The lawyer Joachim Steinhöfel, who represented the AfD politician in the lawsuit, was satisfied with the decision of the court. He called the temporary injunction “a milestone in the fight for freedom of expression in the social media.”

A spokeswoman for Facebook said that the injunction is currently not yet available to the enterprise: “As soon as we receive it, we will examine it.” Facebook were a platform where people across the world, across borders, can exchange and share content that matters to them. However, this should not be done at the expense of the safety and well-being of others.

–End of Translation–

German-language source of translated article

Translated by W. Schneider (with the help of Google Translate and using https://dict.leo.org/german-english/ for final edits)

Addendum 2018 09 14

2018 09 13, the founder of the German FB discussion forum >Diskussionsgruppe<, Claudia Kirn, was barred from using Facebook. Here is the announcement of that incident of FB censorship:

FB blocked Claudia Kirn, founder of >Dskussionsgruppe<

FB blocked Claudia Kirn, founder of >Diskussionsgruppe<


Translation: “Claudia was obviously blocked by Facebook. The suspicion is close that she was reported. Does the snitch have at least enough ass in his pants? Who reported a group founder?”

Apparently, there is some (non-identified) evidence that Claudia Kirn blocked someone from her discussion forum, because the individual had insulted her in an exchange of opinions.

The subsequent discussion involves much speculation, but no evidence at all, on who the culprit was.

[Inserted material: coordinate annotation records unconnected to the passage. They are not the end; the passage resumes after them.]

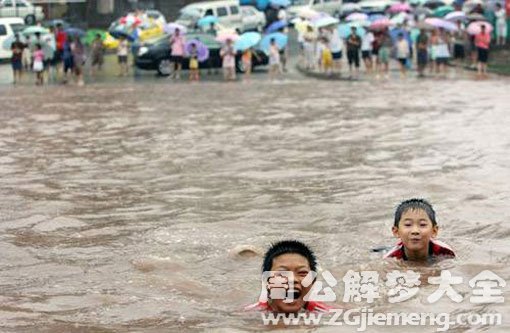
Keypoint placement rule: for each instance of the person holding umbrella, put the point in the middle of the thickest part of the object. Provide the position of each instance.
(228, 56)
(422, 45)
(353, 47)
(17, 52)
(96, 54)
(482, 43)
(177, 42)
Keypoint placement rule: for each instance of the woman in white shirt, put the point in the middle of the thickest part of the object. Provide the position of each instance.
(501, 28)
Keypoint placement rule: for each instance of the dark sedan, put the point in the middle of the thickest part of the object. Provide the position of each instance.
(155, 54)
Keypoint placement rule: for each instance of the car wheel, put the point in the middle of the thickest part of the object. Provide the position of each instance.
(164, 67)
(30, 20)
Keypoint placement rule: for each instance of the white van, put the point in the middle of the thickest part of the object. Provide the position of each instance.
(228, 13)
(8, 27)
(331, 7)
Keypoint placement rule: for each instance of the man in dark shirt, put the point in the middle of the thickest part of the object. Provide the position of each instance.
(17, 51)
(353, 47)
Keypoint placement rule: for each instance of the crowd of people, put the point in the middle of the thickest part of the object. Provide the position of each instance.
(433, 49)
(62, 62)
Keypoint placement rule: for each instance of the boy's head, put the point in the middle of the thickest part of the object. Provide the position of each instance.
(290, 256)
(415, 224)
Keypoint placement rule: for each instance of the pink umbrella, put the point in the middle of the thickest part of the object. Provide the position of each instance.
(380, 24)
(474, 28)
(224, 37)
(357, 17)
(400, 7)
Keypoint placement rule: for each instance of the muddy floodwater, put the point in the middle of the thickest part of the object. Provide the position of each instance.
(122, 205)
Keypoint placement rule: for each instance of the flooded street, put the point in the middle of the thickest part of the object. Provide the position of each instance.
(122, 204)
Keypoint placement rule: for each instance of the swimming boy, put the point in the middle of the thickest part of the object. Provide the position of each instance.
(416, 227)
(294, 257)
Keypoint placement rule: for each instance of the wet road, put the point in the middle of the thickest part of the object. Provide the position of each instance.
(120, 203)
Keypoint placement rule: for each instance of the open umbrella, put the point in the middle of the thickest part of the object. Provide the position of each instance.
(171, 27)
(279, 3)
(75, 32)
(207, 20)
(223, 37)
(279, 38)
(275, 26)
(474, 28)
(247, 40)
(325, 21)
(202, 50)
(440, 23)
(34, 30)
(399, 7)
(443, 10)
(380, 24)
(456, 16)
(344, 30)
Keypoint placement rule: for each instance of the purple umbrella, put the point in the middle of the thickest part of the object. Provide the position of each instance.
(275, 26)
(440, 23)
(202, 50)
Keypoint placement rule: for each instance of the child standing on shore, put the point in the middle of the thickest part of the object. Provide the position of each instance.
(38, 64)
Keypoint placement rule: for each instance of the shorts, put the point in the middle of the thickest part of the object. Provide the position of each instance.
(122, 59)
(17, 65)
(483, 55)
(441, 60)
(353, 57)
(337, 55)
(384, 55)
(177, 59)
(422, 57)
(68, 64)
(458, 51)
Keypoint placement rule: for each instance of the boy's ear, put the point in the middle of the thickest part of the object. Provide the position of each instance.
(394, 230)
(435, 231)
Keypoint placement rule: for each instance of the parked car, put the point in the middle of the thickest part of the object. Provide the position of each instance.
(375, 6)
(228, 13)
(331, 7)
(23, 9)
(253, 19)
(9, 27)
(155, 54)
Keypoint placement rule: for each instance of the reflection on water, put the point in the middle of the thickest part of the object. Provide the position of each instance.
(121, 204)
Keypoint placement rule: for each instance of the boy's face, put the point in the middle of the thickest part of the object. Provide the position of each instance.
(415, 229)
(300, 266)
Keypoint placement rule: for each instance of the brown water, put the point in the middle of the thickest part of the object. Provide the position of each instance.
(121, 204)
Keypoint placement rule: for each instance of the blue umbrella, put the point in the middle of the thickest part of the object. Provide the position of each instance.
(375, 17)
(207, 20)
(397, 31)
(247, 40)
(279, 38)
(280, 3)
(275, 26)
(75, 32)
(345, 30)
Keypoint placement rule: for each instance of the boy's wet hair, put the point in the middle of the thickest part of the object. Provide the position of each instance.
(285, 247)
(413, 204)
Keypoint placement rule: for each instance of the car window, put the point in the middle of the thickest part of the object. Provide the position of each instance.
(17, 27)
(222, 11)
(234, 10)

The interesting aspect of that discussion is that much of it revolves around what and what not to do to avoid violations of Facebook’s nebulous community standards. Still, even though the recent ruling by the Higher Regional Court of Munich, prohibiting Facebook from blocking any of its subscriber due to its community standards that do not comply with what applies in respect to standards of conduct for government agencies, Facebook apparently ignored the ruling of the Court.

That was pointed out in the referenced discussion thread, but not one of the participants appeared to pay any attention to the likelihood that the blocking by FB of Claudia Kirn was possibly a breach of the law, in violation of the recent court order by the Higher Regional Court of Munich.